De acordo com Ricardo Pucci, CEO da Galli Investimentos e Participações, o plano diretor vigente alterou a lógica de mercado da incorporação: “Em qualquer mercado, analisa-se o que o cliente quer e, com esse estudo, modela-se o produto. Aqui, temos que ver o que pode ser construído, ou seja, definimos o produto primeiro e depois vamos descobrir se tem aderência com o mercado”. 

“Se você andar por Moema, vai ver que os produtos lançados têm as mesmas características. Os diferentes são aqueles que fazem um apartamento de 130 ou 150 metros quadrados com duas vagas [de garagem], porque é o que o mercado quer. Mas aí, no primeiro andar, distribui uma série de studios sem vaga, sem a menor demanda de mercado”, completa Pucci. 

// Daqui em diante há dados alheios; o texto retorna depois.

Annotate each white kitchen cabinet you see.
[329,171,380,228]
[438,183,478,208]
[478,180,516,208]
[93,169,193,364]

O argumento é endossado por Carlos Eduardo Terepins, CEO da Nortis Incorporadora: “O número mínimo de unidades em cada edificação é muito alto, o que induz as construtoras a fazer unidades menores para mesclá-las a apartamentos maiores, o que gera uma contradição no próprio empreendimento”. 

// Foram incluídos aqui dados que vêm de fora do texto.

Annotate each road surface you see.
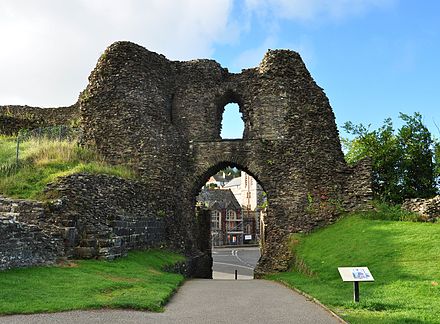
[212,247,260,280]
[0,247,343,324]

Na avaliação de Ana Carolina Norat, gerente de Aprovações da Even, embora o objetivo do PDE vigente seja nobre, incentivando o uso de transporte público nos eixos, a quebra de paradigma foi além do cabível. “As pessoas ainda não têm essa cultura. O movimento existe, mas não é tão repentino quanto o Plano Diretor introduziu”.

São Paulo não é Nova Iorque

Alguns dos executivos entrevistados traçam o paralelo entre São Paulo e outras grandes cidades do mundo, nas quais também há grande incentivo ao uso do transporte público. A diferença, porém, é que a infraestrutura paulistana não consegue acompanhar a qualidade dos modais londrinos ou nova-iorquinos. “Estamos em um momento de transição, mas a rede de transporte público ainda é deficitária em São Paulo”, aponta Dalton Guedes, diretor de Incorporação da Yuny

Segundo Bicalho, o sistema de transporte ainda é ineficiente e inseguro, desestimulando a adesão das pessoas. “Os autores do plano se baseiam em Paris, Nova Iorque ou Londres, mas esses lugares contam com um sistema de transporte mais eficiente, com uma estação de metrô praticamente em cada esquina, que te leva para onde quiser. Aqui, parte do transporte público funciona bem e parte é uma guerra. Ainda precisaríamos, ao meu ver, de uma flexibilização”.

O presidente da CBRE, Walter Cardoso, encerra com ironia: “É um contrasenso delimitar o número de vagas de garagem sem investir em infraestrutura [de transporte público]. É uma população Walking Dead: não pode ter carro, não tem oferta de metrô, corre perigo andando pelas ruas”.